Caterina watched as her mother waved her cane over her head, then slammed it cane-point down on the concrete step in front of the dairy office door. Then the old lady went back into the office and banged the door so hard the
sign bounced.

From this vantage point, Caterina could see all the way down the drive to Route 333. The taillights of the milk inspector's van flashed briefly red as he stopped before pulling out into traffic. He turned left and disappeared from Caterina's sight.

“You want me to forget about it? You'll be sorry that you wanted me to forget about it when we end up homeless on the street.” She let the drapes close, pressed her forefingers into her temples, and shut her eyes. “If the somatic cell count comes back too high this time, we're in for it.”

Frank grunted. It was a bored, yeah-yeah-yeah-what-ever grunt, as opposed to an actively hostile don't-bother-me grunt. Mildly encouraged, Caterina continued: “This would make three times in a row we've missed the target, Frank. And you know what that means.” She crossed the kitchen and sat down opposite him. Frank cut into the sour cream coffee cake she'd made that morning, and then held the slice aloft. He looked at it in a considering way, then bit into it. “The state will bring in the people from Cornell and they'll be poking their noses all over the dairy. Mamma will pitch a fit. Frank? Are you listening to me? We need to talk to her. All of us, Anna Luisa, Marietta, and you, too.”

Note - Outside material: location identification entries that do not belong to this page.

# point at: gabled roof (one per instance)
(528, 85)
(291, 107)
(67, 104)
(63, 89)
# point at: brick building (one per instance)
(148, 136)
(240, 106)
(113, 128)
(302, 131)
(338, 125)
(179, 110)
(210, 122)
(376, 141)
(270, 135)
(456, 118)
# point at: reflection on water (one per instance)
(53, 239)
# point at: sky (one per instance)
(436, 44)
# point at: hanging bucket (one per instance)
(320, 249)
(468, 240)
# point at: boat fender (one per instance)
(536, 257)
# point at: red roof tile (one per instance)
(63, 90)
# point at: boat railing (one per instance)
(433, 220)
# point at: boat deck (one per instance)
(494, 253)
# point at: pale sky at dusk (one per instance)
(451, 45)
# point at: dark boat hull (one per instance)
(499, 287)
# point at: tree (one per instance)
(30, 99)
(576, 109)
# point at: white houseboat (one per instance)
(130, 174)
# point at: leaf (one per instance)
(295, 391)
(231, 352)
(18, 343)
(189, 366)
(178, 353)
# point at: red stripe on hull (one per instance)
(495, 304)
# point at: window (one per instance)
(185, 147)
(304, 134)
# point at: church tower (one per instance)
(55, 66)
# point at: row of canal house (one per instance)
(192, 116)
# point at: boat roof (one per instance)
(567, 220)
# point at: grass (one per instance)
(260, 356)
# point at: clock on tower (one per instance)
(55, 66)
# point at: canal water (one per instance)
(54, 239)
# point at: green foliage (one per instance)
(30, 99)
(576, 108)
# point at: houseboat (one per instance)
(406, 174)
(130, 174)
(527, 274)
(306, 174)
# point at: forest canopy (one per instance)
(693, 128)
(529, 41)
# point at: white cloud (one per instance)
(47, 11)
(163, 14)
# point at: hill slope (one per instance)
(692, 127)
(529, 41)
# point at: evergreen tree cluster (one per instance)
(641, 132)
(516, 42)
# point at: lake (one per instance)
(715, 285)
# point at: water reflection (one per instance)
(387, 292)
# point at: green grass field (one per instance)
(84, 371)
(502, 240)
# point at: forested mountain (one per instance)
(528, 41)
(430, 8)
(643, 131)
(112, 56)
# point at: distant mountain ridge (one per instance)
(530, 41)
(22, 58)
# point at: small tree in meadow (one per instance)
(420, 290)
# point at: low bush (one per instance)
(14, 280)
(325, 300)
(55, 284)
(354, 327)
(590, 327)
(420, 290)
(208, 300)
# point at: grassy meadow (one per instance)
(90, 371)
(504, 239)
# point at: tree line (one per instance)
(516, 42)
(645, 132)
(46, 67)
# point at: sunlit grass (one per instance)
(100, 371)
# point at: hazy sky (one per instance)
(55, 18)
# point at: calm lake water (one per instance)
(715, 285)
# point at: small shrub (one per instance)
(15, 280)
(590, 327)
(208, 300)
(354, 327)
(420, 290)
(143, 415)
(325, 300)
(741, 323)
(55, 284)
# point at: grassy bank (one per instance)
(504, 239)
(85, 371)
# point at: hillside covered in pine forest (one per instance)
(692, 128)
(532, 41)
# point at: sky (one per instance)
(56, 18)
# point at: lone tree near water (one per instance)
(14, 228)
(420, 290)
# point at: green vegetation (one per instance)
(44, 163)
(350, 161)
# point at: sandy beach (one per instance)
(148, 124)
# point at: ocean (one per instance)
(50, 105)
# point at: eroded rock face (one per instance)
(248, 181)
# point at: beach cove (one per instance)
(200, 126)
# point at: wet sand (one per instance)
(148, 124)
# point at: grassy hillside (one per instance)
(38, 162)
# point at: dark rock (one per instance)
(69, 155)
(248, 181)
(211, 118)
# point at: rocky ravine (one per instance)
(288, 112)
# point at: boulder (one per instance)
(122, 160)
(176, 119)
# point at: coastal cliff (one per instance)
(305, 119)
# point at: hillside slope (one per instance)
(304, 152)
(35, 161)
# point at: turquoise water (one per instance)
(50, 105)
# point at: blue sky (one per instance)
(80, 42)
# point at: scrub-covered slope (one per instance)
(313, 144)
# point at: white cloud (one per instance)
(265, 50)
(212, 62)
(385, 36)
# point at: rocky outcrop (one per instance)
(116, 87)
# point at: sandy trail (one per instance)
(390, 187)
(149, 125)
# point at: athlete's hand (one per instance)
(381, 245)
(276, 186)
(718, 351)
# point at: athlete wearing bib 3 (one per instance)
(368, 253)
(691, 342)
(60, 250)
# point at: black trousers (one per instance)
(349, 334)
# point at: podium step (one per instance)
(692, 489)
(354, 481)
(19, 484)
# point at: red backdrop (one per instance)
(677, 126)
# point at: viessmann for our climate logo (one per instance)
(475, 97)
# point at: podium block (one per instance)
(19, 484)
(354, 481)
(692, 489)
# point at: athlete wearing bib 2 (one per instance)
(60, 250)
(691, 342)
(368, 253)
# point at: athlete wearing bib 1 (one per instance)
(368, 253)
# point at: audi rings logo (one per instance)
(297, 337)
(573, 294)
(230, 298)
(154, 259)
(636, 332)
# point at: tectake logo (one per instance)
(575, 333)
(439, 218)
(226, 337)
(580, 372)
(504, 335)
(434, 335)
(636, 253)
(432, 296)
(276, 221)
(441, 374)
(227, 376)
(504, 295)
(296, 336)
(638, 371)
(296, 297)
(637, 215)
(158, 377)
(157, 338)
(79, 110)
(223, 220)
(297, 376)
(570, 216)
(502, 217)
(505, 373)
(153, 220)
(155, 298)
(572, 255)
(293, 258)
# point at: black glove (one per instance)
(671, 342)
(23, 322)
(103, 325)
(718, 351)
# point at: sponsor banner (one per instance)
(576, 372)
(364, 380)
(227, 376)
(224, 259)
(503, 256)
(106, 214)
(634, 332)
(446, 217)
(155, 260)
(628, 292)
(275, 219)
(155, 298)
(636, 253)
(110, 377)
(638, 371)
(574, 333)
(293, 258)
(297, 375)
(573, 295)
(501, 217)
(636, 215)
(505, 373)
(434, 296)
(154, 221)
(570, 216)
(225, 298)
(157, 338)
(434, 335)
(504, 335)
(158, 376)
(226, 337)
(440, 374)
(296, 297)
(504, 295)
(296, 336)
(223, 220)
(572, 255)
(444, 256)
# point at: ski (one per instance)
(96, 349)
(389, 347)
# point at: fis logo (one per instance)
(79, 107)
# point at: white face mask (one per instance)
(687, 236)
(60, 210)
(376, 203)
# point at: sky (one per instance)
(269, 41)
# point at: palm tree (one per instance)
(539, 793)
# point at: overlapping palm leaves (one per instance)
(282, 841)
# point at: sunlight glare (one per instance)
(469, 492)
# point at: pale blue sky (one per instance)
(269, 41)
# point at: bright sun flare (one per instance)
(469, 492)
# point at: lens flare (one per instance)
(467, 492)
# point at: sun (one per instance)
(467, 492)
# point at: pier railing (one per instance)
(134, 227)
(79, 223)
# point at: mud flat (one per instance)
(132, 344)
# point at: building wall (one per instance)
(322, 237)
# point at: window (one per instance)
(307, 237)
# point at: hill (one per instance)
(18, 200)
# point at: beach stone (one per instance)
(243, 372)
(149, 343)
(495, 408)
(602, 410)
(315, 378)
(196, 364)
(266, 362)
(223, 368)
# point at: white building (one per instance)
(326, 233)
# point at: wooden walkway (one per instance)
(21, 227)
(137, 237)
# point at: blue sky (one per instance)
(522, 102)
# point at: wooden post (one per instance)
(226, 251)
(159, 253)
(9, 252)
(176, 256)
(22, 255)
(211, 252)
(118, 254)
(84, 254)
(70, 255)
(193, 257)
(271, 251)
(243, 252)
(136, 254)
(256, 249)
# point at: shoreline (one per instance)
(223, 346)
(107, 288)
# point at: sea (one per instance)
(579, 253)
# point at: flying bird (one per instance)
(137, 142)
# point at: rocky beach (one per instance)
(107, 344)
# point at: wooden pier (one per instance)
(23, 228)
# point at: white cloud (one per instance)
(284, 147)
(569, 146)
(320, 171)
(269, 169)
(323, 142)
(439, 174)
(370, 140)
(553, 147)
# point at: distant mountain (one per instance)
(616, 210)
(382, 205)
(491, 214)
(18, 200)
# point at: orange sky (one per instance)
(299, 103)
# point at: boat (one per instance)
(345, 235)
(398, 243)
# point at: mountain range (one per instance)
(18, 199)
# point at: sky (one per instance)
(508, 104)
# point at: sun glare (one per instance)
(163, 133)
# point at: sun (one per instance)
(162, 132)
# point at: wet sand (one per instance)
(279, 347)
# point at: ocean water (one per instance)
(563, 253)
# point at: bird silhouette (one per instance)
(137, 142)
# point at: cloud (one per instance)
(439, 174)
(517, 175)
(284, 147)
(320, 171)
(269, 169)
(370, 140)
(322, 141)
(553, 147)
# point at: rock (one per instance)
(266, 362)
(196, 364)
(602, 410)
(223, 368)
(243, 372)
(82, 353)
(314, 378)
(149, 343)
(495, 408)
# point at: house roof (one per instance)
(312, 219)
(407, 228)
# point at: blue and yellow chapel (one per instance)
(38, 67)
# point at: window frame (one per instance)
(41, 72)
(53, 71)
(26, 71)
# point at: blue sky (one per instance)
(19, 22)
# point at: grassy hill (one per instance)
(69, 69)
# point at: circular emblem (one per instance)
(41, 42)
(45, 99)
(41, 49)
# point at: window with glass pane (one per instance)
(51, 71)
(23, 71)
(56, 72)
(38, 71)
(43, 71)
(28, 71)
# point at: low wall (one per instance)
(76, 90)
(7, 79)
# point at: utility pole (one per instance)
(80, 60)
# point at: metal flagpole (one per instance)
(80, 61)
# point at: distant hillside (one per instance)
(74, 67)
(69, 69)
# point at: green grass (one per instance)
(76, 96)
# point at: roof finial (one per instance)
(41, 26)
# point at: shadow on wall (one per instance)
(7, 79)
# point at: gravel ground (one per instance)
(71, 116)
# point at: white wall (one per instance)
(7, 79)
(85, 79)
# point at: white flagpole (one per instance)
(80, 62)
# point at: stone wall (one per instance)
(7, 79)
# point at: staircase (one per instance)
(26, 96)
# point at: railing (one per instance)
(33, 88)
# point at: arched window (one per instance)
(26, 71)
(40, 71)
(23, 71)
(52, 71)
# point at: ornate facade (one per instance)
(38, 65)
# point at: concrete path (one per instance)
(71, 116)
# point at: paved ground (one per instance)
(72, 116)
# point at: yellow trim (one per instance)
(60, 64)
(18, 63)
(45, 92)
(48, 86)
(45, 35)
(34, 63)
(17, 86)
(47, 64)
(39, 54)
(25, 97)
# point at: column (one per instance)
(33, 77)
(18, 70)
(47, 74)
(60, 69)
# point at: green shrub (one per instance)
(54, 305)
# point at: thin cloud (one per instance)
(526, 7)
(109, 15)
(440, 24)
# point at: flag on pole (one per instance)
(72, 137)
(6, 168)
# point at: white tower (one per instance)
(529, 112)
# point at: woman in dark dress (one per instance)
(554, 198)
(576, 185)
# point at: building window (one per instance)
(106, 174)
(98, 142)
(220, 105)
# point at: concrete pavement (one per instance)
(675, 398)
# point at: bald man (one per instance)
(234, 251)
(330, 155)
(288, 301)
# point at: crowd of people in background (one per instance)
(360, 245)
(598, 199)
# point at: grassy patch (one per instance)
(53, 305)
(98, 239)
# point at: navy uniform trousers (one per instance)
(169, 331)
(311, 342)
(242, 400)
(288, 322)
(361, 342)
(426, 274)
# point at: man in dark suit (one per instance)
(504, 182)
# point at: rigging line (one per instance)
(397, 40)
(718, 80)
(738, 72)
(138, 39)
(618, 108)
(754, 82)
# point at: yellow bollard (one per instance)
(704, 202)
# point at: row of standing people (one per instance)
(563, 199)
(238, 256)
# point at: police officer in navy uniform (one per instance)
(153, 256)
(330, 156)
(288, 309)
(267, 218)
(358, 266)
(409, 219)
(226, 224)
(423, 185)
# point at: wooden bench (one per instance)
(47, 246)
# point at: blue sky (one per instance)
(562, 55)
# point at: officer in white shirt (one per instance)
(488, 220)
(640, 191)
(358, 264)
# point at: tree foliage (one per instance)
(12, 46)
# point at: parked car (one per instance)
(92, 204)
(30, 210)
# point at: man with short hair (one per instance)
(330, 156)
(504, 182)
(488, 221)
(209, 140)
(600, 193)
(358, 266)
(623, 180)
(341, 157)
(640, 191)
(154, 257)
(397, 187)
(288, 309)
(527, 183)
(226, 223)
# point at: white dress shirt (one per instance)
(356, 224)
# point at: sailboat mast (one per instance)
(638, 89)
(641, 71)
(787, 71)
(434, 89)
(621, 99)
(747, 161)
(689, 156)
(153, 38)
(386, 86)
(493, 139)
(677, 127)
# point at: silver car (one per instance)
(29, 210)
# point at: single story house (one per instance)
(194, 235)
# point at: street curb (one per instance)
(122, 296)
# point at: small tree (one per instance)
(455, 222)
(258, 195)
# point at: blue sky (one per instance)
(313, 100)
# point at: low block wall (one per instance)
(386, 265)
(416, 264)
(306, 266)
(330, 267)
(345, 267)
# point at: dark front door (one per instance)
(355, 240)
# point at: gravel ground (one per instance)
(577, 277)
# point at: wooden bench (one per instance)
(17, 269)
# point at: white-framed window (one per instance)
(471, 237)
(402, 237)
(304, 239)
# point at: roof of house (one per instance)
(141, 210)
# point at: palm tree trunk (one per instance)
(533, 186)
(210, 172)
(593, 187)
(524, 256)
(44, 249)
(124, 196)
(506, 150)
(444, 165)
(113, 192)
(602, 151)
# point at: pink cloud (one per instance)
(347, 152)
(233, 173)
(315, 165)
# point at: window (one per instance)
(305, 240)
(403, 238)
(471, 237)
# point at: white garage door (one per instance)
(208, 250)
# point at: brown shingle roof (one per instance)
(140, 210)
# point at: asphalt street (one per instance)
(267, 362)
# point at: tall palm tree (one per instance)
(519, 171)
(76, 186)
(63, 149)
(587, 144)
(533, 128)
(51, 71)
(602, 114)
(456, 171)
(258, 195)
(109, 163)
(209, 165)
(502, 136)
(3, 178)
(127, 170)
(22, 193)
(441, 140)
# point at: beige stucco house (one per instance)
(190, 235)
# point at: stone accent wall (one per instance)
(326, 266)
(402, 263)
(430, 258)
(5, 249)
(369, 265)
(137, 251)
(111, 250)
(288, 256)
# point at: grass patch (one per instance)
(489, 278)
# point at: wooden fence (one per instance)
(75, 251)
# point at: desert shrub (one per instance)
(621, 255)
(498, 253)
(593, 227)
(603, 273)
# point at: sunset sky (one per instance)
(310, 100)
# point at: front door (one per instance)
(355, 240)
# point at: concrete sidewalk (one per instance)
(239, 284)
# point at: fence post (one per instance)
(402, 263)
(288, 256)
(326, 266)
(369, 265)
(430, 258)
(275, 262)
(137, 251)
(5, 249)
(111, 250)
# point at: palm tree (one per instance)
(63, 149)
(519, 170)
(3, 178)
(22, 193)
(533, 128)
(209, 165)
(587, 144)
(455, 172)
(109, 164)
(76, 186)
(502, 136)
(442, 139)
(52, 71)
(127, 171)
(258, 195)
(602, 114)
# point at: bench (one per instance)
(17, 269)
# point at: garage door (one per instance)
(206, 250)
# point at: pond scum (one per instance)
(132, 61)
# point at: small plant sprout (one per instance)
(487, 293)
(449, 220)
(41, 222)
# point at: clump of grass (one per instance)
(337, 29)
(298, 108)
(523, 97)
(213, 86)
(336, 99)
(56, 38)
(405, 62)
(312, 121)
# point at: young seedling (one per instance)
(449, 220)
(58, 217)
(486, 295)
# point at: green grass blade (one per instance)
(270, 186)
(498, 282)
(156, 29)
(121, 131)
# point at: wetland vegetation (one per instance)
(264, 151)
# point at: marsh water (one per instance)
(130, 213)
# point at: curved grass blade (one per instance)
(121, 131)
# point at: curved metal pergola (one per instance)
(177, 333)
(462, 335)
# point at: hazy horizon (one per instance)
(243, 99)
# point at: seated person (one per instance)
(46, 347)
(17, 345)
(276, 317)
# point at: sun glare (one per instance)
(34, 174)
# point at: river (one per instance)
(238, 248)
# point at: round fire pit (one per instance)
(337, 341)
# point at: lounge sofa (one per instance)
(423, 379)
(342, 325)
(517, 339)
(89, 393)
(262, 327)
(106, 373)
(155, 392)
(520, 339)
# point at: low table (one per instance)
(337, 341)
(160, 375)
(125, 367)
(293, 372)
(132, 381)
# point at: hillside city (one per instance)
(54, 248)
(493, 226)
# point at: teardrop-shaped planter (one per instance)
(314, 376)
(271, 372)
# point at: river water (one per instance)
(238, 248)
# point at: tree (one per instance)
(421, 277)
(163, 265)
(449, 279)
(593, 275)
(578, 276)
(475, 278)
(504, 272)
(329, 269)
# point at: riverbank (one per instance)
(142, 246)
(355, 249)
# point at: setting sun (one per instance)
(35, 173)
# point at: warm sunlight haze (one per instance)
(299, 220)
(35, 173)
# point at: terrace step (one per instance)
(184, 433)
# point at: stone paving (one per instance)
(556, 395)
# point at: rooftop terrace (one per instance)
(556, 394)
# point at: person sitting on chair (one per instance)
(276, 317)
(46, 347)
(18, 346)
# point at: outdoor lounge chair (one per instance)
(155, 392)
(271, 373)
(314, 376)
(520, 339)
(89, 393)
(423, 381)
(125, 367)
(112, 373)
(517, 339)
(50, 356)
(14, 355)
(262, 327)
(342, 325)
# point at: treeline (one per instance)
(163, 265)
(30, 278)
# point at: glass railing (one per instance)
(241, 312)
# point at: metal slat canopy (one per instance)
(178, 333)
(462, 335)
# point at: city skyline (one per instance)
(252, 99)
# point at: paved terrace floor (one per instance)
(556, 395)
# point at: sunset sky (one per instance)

“Yeah? Fat lot of good that's going to do you. She'll just call you a fat dumb
, and you'll cry…” Here he screwed one knuckle into his eye and went “boo-hoo-hoo” in a high, effeminate voice. “And Anna Luisa will screech like a crow and Marietta will look down that long nose of hers at the lot of you, and you'll end up looking dumber than you already are.”

“Somebody's got to pay attention to what's going on,” Caterina said with soft stubbornness.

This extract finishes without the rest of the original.